The Internet and the CRTC

This is what the country really needs; the CRTC controlling the Internet in Canada.

If that happens, you can be sure that costs will go up to users with no apparent additional benefits. The thrust of many of the proponents for more control seems to be how to gain a financial benefit from the Internet while continuing business as usual. Read: Having the internet subsidize them.

The majority of submissions appear to back Google’s stance on a non-regulated environment. But some are less sanguine. A potential tax suggested in preliminary discussions with the federal regulator of between some 2.5 per cent to five per cent of gross revenues to be levied on Internet service providers that would go to broadcasters was met with widespread opposition by industry players.

The CRTC decided in 1999 to keep their hands off the Internet, but now with pressure coming from arts groups and other organizations feeling the competition they have decided to take another look at it.

In an interview with Montreal newspaper La Presse, Michel Arpin said the CRTC, which in 1999 decided it would not regulate the Internet, has since changed its tune. He says the federal regulator is studying the issue and plans to hold public hearings about the Internet at the end of 2008.

“The door is not closed on regulating [the Internet],” Arpin told the French-language paper, in an article that appeared on Wednesday. In 1999, he added, “there was nothing to regulate.”
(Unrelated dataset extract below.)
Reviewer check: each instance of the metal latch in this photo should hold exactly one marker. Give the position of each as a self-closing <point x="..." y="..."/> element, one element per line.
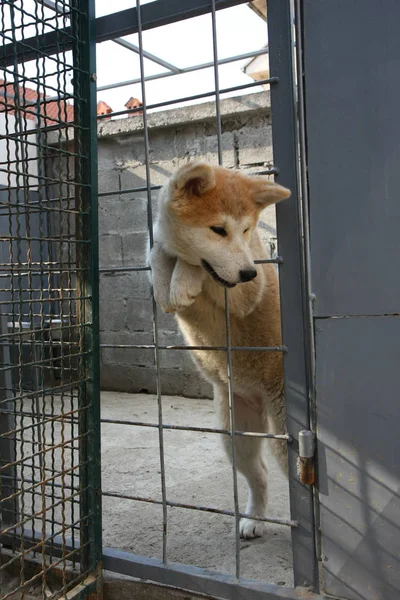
<point x="306" y="457"/>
Arpin made the comments in the wake of a Monday press conference in which 18 unions and associations, mainly from Quebec, criticized the CRTC’s handling of social and cultural matters.

The group — which includes film, TV and music lobby groups such as the Union des artistes, the AQTIS, the APFTQ, ACTRA and music industry group ADISQ — says cultural stakeholders in the province are worried about the apparent deregulation agenda of the CRTC and its head von Finckenstein. It is calling on Heritage Minister Josée Verner to put pressure on the CRTC to enforce the cultural and social objectives of the Broadcasting Act more rigorously. It also called on the feds to be more involved in the Internet.

But when push comes to shove it really all come down to money.

ACTRA president Richard Hardacre concurs. “This is not an attack on the CRTC. I think the CRTC has a real handful to deal with… We just want the minister to pay attention, to not permit this drift towards deregulation,” he says.

Hardacre is concerned, however, that the CRTC isn’t going to hold public hearings on regulating the Internet until the end of 2008. “There is no point closing the barn doors after the horse has already got out,” he says. “The Internet is expanding exponentially. Ad revenue is going up 30% annually online. It’s generating big money.”

Regardless, having the CRTC screwing around with the Internet does not bode well for users.